The New Orleans Pelicans reached a new low on Thursday with a 99-88 loss to the Philadelphia 76ers at home. After the loss, New Orleans' fourth in a row and sixth in its last seven games, coach Alvin Gentry dismissed a question about his job security.

"I really don't give a s--- about my job status," Gentry told reporters. "I'm gonna work hard, and I'm gonna coach until the day they tell me I'm not the coach here anymore. It doesn't matter. I don't ever worry about that. That is not anything that I spend five seconds worrying about. My worry is that, 'How do I get the guys in the locker room to play at the level that I want 'em to?' That's where all my effort goes. It doesn't go anywhere else."

The Pelicans are 7-16 on the season. If they built some momentum with their four game-winning streak when Jrue Holiday returned to the lineup, it is entirely gone now. Holiday has missed the last two games with turf toe, Buddy Hield is still shooting 27.7 percent from 3-point range and Anthony Davis desperately needs some help on offense. Gentry wasn't the only one who was on edge after the loss to Philadelphia, via ESPN's Justin Verrier:

Asked if this feels like a low point for the team, Pelicans star Anthony Davis replied, "Yup."

Asked if this is the most frustrated he has been after a loss in his five seasons in New Orleans, Davis replied, "Yup."


"Even when we won, I thought it was fool's gold," Pelicans forward Solomon Hill said. "We won games, but our ball movement is nonexistent. We come down, pick-and-roll and throw it to AD, and you just have AD scoring over three people. We want to get him in position where it's two at [most], or one.

"We have to come down [and] move the ball, move the ball and then get it to AD. I think we just come down and throw it right to him and we just wait and watch. We can say we want ball movement, but when he's going, everybody's out there watching."

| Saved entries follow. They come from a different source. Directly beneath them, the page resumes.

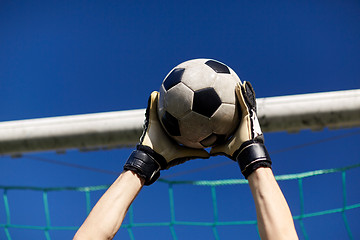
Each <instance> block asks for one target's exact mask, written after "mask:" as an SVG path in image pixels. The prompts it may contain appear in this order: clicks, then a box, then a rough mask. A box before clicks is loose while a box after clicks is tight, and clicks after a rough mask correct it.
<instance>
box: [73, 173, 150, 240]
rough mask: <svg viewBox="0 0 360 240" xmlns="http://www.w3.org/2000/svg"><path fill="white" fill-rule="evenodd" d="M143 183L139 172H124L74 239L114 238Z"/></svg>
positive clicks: (100, 239) (94, 207) (114, 184)
mask: <svg viewBox="0 0 360 240" xmlns="http://www.w3.org/2000/svg"><path fill="white" fill-rule="evenodd" d="M143 185H144V180H143V179H142V178H140V177H139V176H138V175H137V174H135V173H133V172H132V171H125V172H123V173H122V174H121V175H120V176H119V177H118V178H117V179H116V180H115V182H114V183H113V184H112V185H111V186H110V187H109V189H108V190H107V191H106V192H105V193H104V195H103V196H102V197H101V198H100V200H99V201H98V202H97V203H96V205H95V206H94V208H93V209H92V210H91V212H90V214H89V216H88V217H87V218H86V220H85V222H84V223H83V224H82V225H81V227H80V228H79V230H78V231H77V233H76V234H75V237H74V239H76V240H80V239H81V240H82V239H86V240H90V239H94V240H95V239H96V240H101V239H113V238H114V236H115V234H116V233H117V231H118V230H119V228H120V226H121V224H122V222H123V220H124V218H125V215H126V213H127V211H128V209H129V207H130V205H131V203H132V202H133V201H134V199H135V198H136V196H137V195H138V193H139V192H140V190H141V188H142V187H143Z"/></svg>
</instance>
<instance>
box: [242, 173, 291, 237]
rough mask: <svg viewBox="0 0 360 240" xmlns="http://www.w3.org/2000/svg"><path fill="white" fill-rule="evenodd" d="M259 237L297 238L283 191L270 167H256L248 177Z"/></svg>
mask: <svg viewBox="0 0 360 240" xmlns="http://www.w3.org/2000/svg"><path fill="white" fill-rule="evenodd" d="M248 181H249V186H250V189H251V193H252V195H253V198H254V201H255V207H256V215H257V220H258V228H259V233H260V237H261V239H277V240H278V239H298V236H297V234H296V230H295V226H294V221H293V219H292V215H291V212H290V209H289V206H288V204H287V202H286V200H285V197H284V195H283V193H282V192H281V190H280V187H279V185H278V184H277V182H276V180H275V177H274V175H273V172H272V170H271V169H270V168H258V169H257V170H256V171H254V172H253V173H252V174H251V175H250V176H249V177H248Z"/></svg>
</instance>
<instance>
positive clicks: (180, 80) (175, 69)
mask: <svg viewBox="0 0 360 240" xmlns="http://www.w3.org/2000/svg"><path fill="white" fill-rule="evenodd" d="M184 71H185V69H184V68H176V69H174V70H173V71H172V72H171V73H170V74H169V76H167V78H165V80H164V83H163V84H164V88H165V90H166V91H167V90H169V89H170V88H172V87H173V86H175V85H176V84H178V83H179V82H181V78H182V75H183V73H184Z"/></svg>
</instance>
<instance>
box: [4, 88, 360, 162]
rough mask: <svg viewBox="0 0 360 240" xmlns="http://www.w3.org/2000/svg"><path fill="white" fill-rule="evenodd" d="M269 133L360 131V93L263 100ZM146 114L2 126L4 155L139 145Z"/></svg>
mask: <svg viewBox="0 0 360 240" xmlns="http://www.w3.org/2000/svg"><path fill="white" fill-rule="evenodd" d="M257 105H258V117H259V120H260V124H261V126H262V130H263V131H264V132H275V131H288V132H297V131H300V130H302V129H312V130H321V129H323V128H325V127H328V128H348V127H358V126H360V89H358V90H348V91H337V92H326V93H313V94H302V95H291V96H282V97H269V98H259V99H258V100H257ZM144 112H145V110H144V109H139V110H130V111H118V112H106V113H93V114H84V115H73V116H62V117H51V118H40V119H29V120H18V121H8V122H0V155H12V156H17V155H21V154H22V153H27V152H41V151H65V150H67V149H80V150H92V149H108V148H118V147H130V146H134V145H135V144H136V143H137V142H138V140H139V136H140V135H141V131H142V124H143V120H144Z"/></svg>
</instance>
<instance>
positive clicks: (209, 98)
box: [192, 88, 221, 118]
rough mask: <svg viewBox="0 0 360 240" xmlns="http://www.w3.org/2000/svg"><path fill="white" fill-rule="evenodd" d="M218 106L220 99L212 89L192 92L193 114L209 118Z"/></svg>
mask: <svg viewBox="0 0 360 240" xmlns="http://www.w3.org/2000/svg"><path fill="white" fill-rule="evenodd" d="M220 105H221V99H220V97H219V95H217V93H216V91H215V90H214V89H213V88H203V89H200V90H198V91H195V92H194V101H193V106H192V110H193V111H194V112H196V113H199V114H201V115H204V116H206V117H208V118H210V117H211V116H212V115H213V114H214V112H215V111H216V110H217V109H218V108H219V107H220Z"/></svg>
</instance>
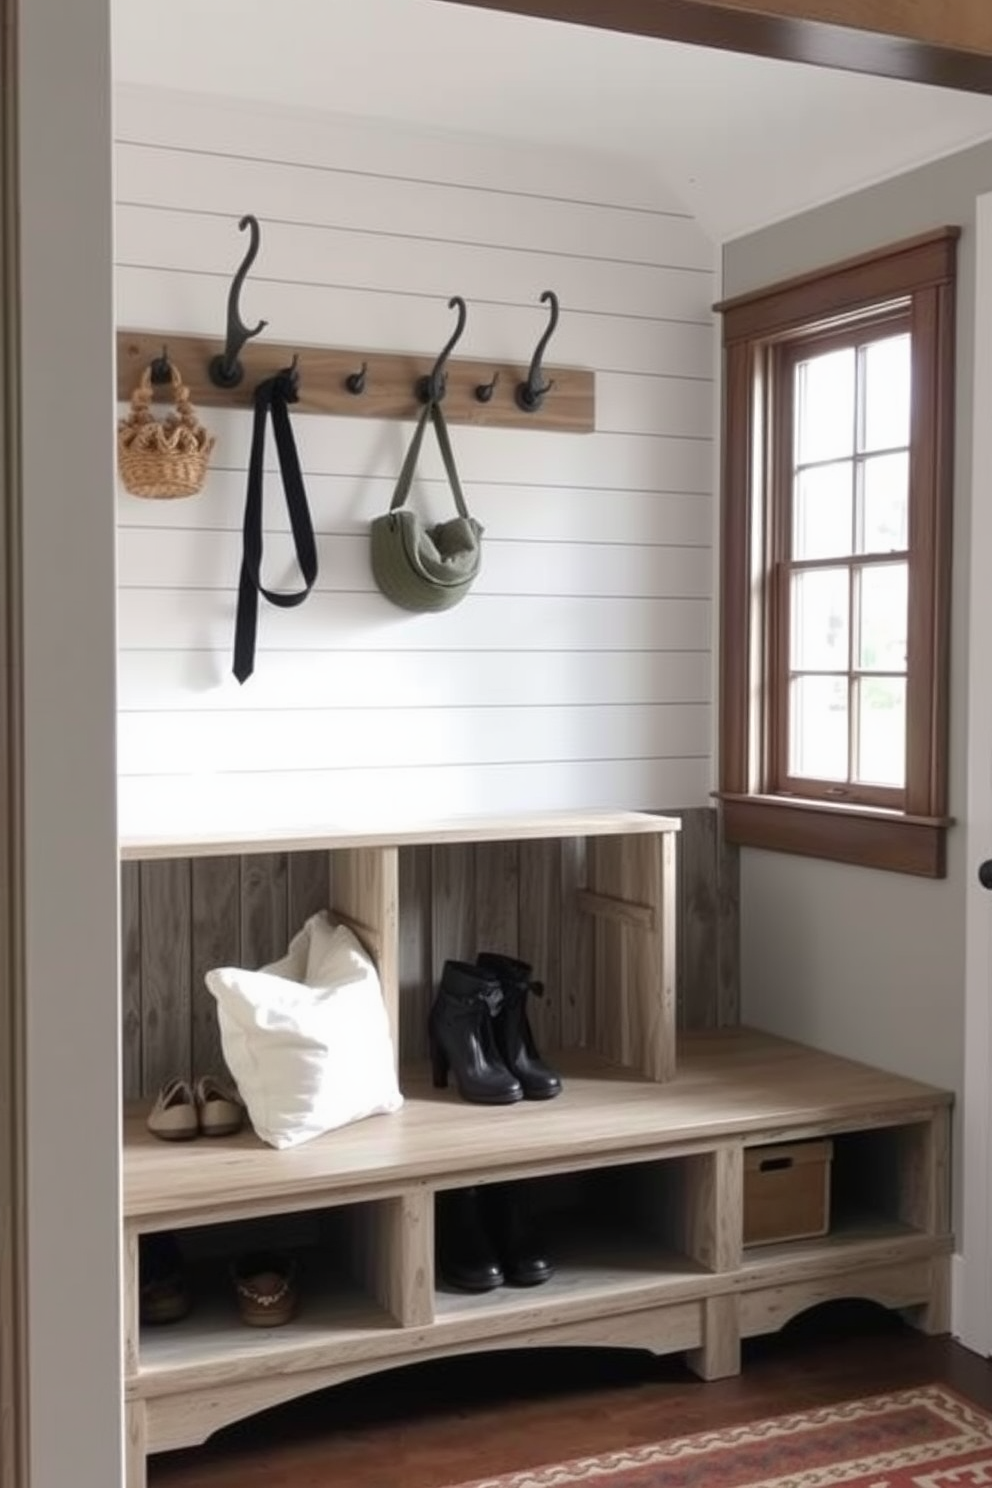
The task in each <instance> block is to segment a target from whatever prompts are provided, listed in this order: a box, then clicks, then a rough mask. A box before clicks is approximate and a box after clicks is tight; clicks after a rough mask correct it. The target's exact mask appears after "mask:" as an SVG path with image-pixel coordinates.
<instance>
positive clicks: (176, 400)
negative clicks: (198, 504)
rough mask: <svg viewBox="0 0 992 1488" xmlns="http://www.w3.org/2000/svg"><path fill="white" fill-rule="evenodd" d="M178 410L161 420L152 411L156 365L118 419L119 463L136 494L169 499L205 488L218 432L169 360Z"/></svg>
mask: <svg viewBox="0 0 992 1488" xmlns="http://www.w3.org/2000/svg"><path fill="white" fill-rule="evenodd" d="M170 382H171V394H173V400H174V403H175V411H174V412H171V414H168V417H167V418H164V420H161V421H159V420H156V418H155V417H153V414H152V411H150V406H149V405H150V403H152V399H153V397H155V387H153V385H152V368H150V366H149V368H146V369H144V372H143V375H141V381H140V382H138V385H137V387H135V390H134V393H132V394H131V412H129V414H128V417H126V418H122V420H120V423H119V424H117V469H119V470H120V479H122V482H123V487H125V490H126V491H129V493H131V496H143V497H150V498H153V500H168V498H173V497H177V496H196V494H198V491H201V490H202V487H204V481H205V478H207V467H208V464H210V452H211V449H213V448H214V439H213V434H210V433H208V432H207V429H204V426H202V424H201V423H199V420H198V418H196V414H195V412H193V406H192V403H190V400H189V388H187V387H184V385H183V379H181V376H180V373H178V371H177V368H174V366H171V365H170Z"/></svg>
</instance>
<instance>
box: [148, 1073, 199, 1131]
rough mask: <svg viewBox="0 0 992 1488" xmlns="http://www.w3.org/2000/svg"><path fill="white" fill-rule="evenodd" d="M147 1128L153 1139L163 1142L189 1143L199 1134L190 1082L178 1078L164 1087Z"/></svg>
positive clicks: (192, 1092)
mask: <svg viewBox="0 0 992 1488" xmlns="http://www.w3.org/2000/svg"><path fill="white" fill-rule="evenodd" d="M146 1126H147V1128H149V1131H150V1132H152V1135H153V1137H161V1138H162V1141H189V1140H190V1137H195V1135H196V1134H198V1132H199V1120H198V1119H196V1103H195V1101H193V1088H192V1085H190V1083H189V1080H183V1079H180V1077H178V1076H177V1077H175V1079H173V1080H168V1082H167V1083H165V1085H164V1086H162V1089H161V1091H159V1094H158V1100H156V1103H155V1106H153V1107H152V1110H150V1112H149V1115H147V1117H146Z"/></svg>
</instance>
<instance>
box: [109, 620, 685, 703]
mask: <svg viewBox="0 0 992 1488" xmlns="http://www.w3.org/2000/svg"><path fill="white" fill-rule="evenodd" d="M662 640H663V637H662ZM271 655H272V652H269V656H271ZM709 690H711V662H709V656H708V653H706V652H703V650H698V652H677V650H675V652H666V650H642V652H590V653H586V656H583V658H582V661H580V662H577V659H576V656H574V655H573V653H568V652H501V650H483V652H425V653H421V655H418V658H416V665H415V667H412V665H410V658H409V656H408V655H403V653H402V652H363V653H360V655H355V653H348V652H335V650H327V652H323V653H320V656H318V658H314V655H312V653H297V652H283V653H280V656H278V665H272V667H263V668H262V670H260V671H256V674H254V676H253V679H251V686H250V690H248V692H245V689H244V687H242V686H239V683H238V682H236V680H235V679H233V676H232V673H231V649H229V647H228V649H225V650H222V652H187V653H183V652H178V650H168V652H158V650H156V652H131V650H128V652H123V653H122V655H120V658H119V668H117V705H119V708H120V711H122V713H149V711H152V713H170V711H173V710H174V708H175V705H177V701H178V699H181V710H183V711H184V713H204V711H207V713H214V711H242V710H245V708H247V710H253V708H259V710H281V708H294V707H299V704H300V699H306V704H308V705H309V707H312V708H335V707H344V705H348V707H352V708H390V707H391V708H410V707H418V708H440V707H449V705H451V704H457V705H458V707H463V708H473V707H525V705H535V707H584V705H589V704H595V705H601V707H602V705H610V704H614V705H616V704H638V705H648V704H653V702H669V704H671V702H677V704H705V702H708V701H709Z"/></svg>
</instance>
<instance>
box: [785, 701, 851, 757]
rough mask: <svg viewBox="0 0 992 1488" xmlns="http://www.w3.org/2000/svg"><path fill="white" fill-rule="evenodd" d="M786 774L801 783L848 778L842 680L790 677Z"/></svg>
mask: <svg viewBox="0 0 992 1488" xmlns="http://www.w3.org/2000/svg"><path fill="white" fill-rule="evenodd" d="M788 772H790V775H800V777H803V778H805V780H846V778H848V679H846V677H793V682H791V696H790V731H788Z"/></svg>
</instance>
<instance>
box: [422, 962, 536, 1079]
mask: <svg viewBox="0 0 992 1488" xmlns="http://www.w3.org/2000/svg"><path fill="white" fill-rule="evenodd" d="M501 1003H503V991H501V990H500V982H498V981H497V979H495V978H494V976H492V975H491V973H488V972H483V970H480V969H479V967H477V966H470V964H468V961H445V967H443V970H442V975H440V985H439V988H437V997H436V998H434V1004H433V1007H431V1010H430V1018H428V1024H427V1031H428V1037H430V1056H431V1071H433V1076H434V1085H436V1086H437V1088H439V1089H443V1088H445V1086H446V1085H448V1071H449V1070H451V1073H452V1074H454V1076H455V1085H457V1086H458V1094H460V1095H461V1098H463V1101H474V1103H476V1104H479V1106H512V1104H513V1103H515V1101H519V1100H522V1098H524V1089H522V1086H521V1082H519V1080H518V1079H516V1076H513V1074H510V1071H509V1070H507V1067H506V1065H504V1064H503V1059H501V1058H500V1051H498V1049H497V1045H495V1037H494V1031H492V1018H494V1013H495V1012H497V1010H498V1009H500V1006H501Z"/></svg>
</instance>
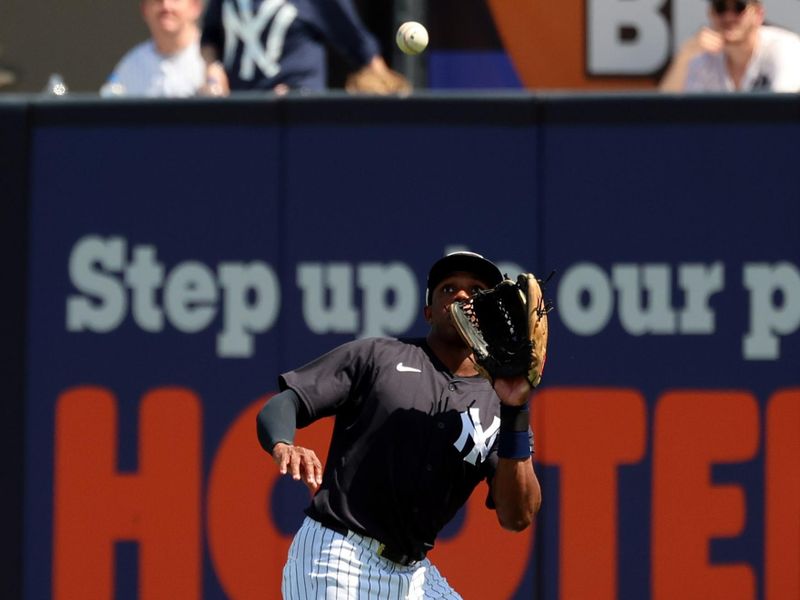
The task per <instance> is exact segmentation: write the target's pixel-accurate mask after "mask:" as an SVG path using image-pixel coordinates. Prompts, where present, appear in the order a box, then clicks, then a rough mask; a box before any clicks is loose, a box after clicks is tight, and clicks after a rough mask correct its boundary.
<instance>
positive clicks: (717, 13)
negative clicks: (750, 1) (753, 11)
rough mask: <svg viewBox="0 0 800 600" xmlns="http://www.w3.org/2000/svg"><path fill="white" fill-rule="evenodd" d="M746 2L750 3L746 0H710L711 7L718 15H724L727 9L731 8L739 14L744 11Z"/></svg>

It's easy to feel bad for Gentry and the Pelicans. He has not been set up for success, and they have not been fully healthy for years now. Their opponents, however, have absolutely no sympathy, and nor should they. As San Antonio Spurs coach Gregg Popovich put it on Thursday, "you have to participate in your own recovery." If New Orleans is going to get out of this hole, it has to share the ball and be disciplined on defense. Otherwise, it will keep losing, even against the likes of the lowly Sixers.